Menjadi Pintu Gerbang NKRI, Sabang harus Diperkuat Aspek Ekonomi dan Pertahanannya

0
685
Pelabuhan Balohan Sabang. Dok Foto: Istimewa

Medan (Samudranesia) – Keberadaan Sabang sebagai kota strategis di wilayah barat Indonesia perlu mendapat perhatian khusus dari pemerintah. Baik dari aspek ekonomi dengan infrastruktur pelabuhan yang memadai maupun aspek pertahanannya dengan adanya pembangunan Pangkalan Utama TNI Angkatan Laut (Lantamal).

Hal itu sebagaimana diutarakan oleh Wakil Ketua DPD RI Nono Sampono saat mengunjungi Markas Batalyon Marinir Pertahanan Pangkalan TNI I Belawan, Sumatera Utara, Sabtu (28/11). Nono mengingatkan, Indonesia dalam upaya mewaspadai perkembangan lingkungan strategi kawasan Asia Pasifik yang berpengaruh terhadap pergeseran geopolitik, geoekonomi dan geostrategi, perlu mengelola Sabang dengan baik.

“Kita sepakat akan membangun Indonesia bagian barat, yakni Sumatera Utara dan Aceh. Kami akan usulkan untuk membangun Sabang sebagai pintu gerbang perairan laut sekaligus membangun markas pertahanannya. Saya usulkan ada Lantamal juga di Sabang, maka berarti akan ada Batalyon Marinir lagi di sana,” ucap Nono.

Nono yang juga merupakan Dankormar di era Presiden Abdurachman Wahid (Gus Dur) itu mengimbau agar Indonesia harus bisa menghadapi persaingan dalam perdagangan global yang saat ini dikuasai oleh negara tetangga.
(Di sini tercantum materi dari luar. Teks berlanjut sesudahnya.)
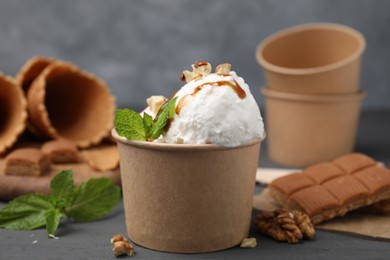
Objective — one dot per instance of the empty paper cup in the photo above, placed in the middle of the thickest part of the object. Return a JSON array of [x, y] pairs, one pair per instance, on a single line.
[[64, 102], [313, 59], [13, 112], [308, 129], [187, 198]]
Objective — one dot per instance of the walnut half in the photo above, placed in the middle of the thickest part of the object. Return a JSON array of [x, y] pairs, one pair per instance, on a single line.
[[285, 225]]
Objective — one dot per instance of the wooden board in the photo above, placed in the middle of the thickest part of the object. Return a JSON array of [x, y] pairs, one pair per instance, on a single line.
[[13, 186]]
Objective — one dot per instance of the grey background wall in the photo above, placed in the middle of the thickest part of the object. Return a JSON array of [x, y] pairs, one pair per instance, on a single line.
[[140, 47]]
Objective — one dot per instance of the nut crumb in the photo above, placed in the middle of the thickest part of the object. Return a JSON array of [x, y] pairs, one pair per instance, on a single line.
[[249, 242], [118, 237], [285, 225], [222, 69], [123, 248], [199, 69], [155, 103]]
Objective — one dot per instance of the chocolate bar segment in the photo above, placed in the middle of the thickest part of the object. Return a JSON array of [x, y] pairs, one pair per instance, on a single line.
[[323, 172], [291, 183], [314, 200], [351, 163], [349, 182]]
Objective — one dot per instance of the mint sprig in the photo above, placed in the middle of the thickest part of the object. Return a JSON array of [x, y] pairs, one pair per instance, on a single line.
[[130, 124], [90, 201]]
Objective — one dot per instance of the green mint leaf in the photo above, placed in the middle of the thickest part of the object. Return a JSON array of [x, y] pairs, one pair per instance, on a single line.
[[162, 118], [93, 199], [148, 121], [62, 189], [25, 212], [129, 124], [52, 217]]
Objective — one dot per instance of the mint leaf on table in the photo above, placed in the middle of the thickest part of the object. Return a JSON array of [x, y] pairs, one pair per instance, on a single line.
[[25, 212], [90, 201], [53, 217], [162, 118], [133, 126], [129, 124], [62, 188], [93, 200], [148, 121]]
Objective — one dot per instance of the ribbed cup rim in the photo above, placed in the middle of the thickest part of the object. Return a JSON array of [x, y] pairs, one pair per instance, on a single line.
[[177, 147], [305, 27], [312, 98]]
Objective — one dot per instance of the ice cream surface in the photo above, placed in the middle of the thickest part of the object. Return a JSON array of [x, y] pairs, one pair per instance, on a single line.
[[214, 108]]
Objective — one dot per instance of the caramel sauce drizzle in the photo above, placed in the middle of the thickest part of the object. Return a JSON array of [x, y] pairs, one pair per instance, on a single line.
[[185, 99]]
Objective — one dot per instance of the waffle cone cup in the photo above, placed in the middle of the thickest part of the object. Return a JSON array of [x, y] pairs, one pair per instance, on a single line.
[[65, 102], [13, 112], [314, 58], [31, 70], [187, 198], [307, 129]]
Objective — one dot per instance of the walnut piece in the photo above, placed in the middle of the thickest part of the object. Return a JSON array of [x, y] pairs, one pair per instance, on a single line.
[[155, 103], [249, 243], [222, 69], [123, 248], [285, 225], [118, 237], [203, 68], [199, 69]]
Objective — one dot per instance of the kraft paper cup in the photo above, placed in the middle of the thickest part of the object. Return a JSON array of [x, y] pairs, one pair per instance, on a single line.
[[13, 112], [65, 102], [187, 198], [313, 59], [308, 129]]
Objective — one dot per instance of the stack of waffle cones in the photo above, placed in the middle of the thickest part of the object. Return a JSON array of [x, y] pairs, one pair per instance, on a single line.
[[54, 99]]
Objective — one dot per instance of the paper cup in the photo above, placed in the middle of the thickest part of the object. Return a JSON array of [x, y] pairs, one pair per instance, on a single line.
[[308, 129], [313, 59], [13, 112], [187, 198], [64, 102]]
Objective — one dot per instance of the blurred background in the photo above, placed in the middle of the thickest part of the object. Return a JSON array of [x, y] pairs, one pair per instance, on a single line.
[[140, 47]]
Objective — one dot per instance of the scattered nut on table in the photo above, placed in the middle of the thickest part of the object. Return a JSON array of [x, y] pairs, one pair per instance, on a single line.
[[285, 225], [122, 246], [118, 237], [249, 242]]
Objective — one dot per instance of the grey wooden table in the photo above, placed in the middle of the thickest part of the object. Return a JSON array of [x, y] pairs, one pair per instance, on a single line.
[[91, 240]]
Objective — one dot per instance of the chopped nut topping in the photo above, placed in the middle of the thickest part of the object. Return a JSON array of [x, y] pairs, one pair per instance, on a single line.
[[118, 237], [199, 69], [123, 248], [203, 68], [284, 225], [188, 76], [222, 69], [249, 243], [155, 103]]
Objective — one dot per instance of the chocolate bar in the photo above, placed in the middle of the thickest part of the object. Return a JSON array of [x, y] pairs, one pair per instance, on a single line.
[[330, 189]]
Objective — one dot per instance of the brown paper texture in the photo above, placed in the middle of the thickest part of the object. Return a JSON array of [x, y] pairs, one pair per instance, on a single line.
[[187, 198], [312, 59], [354, 222]]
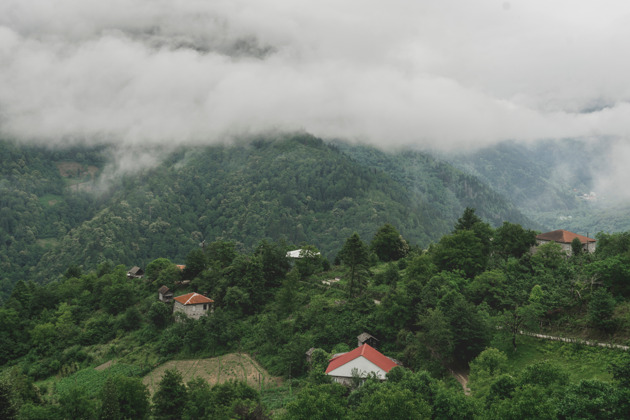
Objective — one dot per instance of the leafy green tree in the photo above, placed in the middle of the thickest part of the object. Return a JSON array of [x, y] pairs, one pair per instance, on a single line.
[[454, 404], [133, 397], [354, 255], [511, 240], [155, 267], [388, 244], [75, 404], [489, 287], [576, 247], [590, 399], [200, 403], [221, 252], [171, 396], [392, 402], [321, 402], [195, 263], [462, 250], [527, 402], [110, 409], [601, 309], [467, 220], [8, 407], [309, 261], [275, 264], [470, 330], [287, 296]]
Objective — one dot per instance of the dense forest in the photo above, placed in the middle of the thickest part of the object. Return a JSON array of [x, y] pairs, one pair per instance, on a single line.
[[57, 208], [459, 305], [548, 180]]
“Karena, 90 persen perdagangan dunia itu melalui laut dan melintasi Indonesia. Untuk bersaing dan merebut perdagangan global itu, kita juga tidak bisa abaikan kekuatan militer. Jadi selain kekuatan ekonomi, pertahanan militer kita juga harus diperkuat,” tegasnya.
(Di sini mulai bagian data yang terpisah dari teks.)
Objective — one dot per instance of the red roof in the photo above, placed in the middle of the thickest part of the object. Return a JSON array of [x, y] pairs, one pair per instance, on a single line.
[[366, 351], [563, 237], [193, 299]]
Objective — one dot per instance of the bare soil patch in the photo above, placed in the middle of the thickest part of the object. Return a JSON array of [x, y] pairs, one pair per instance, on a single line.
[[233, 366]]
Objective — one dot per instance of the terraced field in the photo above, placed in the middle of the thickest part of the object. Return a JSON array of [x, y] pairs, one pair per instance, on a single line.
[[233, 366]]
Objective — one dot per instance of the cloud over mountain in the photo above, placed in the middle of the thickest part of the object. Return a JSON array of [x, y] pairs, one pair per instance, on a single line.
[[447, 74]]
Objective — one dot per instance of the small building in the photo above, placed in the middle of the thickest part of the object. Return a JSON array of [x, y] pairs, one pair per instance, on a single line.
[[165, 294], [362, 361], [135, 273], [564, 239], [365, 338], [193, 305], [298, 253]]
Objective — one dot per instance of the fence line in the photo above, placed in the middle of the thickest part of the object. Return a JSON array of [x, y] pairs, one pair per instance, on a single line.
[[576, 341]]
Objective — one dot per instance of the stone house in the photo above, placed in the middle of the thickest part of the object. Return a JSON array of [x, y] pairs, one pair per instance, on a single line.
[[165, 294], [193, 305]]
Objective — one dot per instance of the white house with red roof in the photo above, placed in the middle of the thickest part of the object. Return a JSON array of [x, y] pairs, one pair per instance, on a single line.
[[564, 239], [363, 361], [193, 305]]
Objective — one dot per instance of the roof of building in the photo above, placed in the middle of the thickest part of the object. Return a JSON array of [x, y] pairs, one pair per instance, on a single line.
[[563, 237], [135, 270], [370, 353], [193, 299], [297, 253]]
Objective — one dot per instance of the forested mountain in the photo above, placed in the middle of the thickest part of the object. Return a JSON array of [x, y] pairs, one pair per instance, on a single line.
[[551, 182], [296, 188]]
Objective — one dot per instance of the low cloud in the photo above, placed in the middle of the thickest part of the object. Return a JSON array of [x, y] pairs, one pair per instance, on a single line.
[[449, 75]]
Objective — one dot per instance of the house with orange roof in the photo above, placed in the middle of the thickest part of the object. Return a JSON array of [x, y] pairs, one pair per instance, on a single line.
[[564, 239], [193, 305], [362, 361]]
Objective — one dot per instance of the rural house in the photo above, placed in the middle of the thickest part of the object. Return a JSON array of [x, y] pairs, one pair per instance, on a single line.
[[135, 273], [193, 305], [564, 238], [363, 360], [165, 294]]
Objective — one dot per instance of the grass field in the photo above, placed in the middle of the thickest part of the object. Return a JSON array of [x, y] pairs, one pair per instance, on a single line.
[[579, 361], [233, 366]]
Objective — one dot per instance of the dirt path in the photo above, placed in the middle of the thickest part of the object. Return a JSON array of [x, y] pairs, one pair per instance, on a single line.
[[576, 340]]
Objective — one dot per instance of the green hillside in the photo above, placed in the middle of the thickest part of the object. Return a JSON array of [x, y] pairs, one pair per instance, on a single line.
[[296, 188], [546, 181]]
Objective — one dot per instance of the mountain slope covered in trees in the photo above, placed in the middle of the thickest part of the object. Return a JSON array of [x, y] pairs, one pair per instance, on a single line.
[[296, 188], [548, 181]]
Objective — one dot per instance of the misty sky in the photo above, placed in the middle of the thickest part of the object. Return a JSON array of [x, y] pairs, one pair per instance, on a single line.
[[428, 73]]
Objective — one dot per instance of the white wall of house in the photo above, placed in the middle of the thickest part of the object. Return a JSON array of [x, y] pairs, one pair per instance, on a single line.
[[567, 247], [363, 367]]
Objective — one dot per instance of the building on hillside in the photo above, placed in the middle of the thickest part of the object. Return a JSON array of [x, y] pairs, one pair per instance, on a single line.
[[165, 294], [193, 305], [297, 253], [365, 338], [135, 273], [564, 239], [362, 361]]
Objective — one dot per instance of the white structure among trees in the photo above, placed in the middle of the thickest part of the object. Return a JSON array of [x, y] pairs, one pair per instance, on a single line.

“Perkembangan lingkungan strategi kawasan Asia Pasifik pasti akan membawa pengaruh ke Indonesia. Sebagai negara dengan wilayah terluas dan memiliki area yang menjadi penghubung sebagian besar negara di Asia Tenggara, Indonesia harus mengoptimalkan peluang strategis di kawasan tersebut tidak hanya ekspor produk barang maupun jasa, namun juga investasi,” tambahnya.

Wakil Ketua DPD Nono Sampono (kiri) bersama Danyonmarhanlan I Letkol Mar Farick (kanan)

Senator asal Maluku ini juga menyebut komponen TNI harus menjadi kekuatan, maka perlu terus memelihara dan meningkatkan kompetensi, militansi, profesionalitas, dan loyalitas prajurit.

“Hati dan pikiran harus selalu NKRI dan Pancasila. Tidak ada tawar menawar, kalau ada pikiran lain ya lebih baik keluar. Jaga identitas apapun tugas yang kalian lakukan. Jangan sampai orang lain dapat melakukan lebih baik dari kita. Prajurit harus menjadi yang dibanggakan dan dicintai oleh rakyat,” tegasnya lagi.

Sementara itu, Komandan Batalyon Marinir Pertahanan Pangkalan TNI I Belawan, Letkol Marinir Farick, M.Tr.Opsla mengatakan sebagai prajurit, satuan pertahanan pangkalan harus siap mendukung perintah apabila terjadi sesuatu.

“Kami siap pengamanan obyek vital, atas perintah Dantamal, seperti pengamanan Kota Medan. Soliditas TNI/Polri juga tetap terjaga, kerjasama terjalin dengan baik,” tegas Farick.

Turut hadir dalam kegiatan ini, Ketua PURT DPD RI Ahmad Nawardi, Ketua PPUU DPD RI Badakenita Sitepu, Wakil Ketua Komite IV DPD RI Novita Anakotta dan sejumlah anggota DPD RI lainnya Arniza Nilawati (Sumatera Selatan), Herlina Murib (Papua), Hilda Manafe (NTT) dan Andi M. Irsan (Sulsel).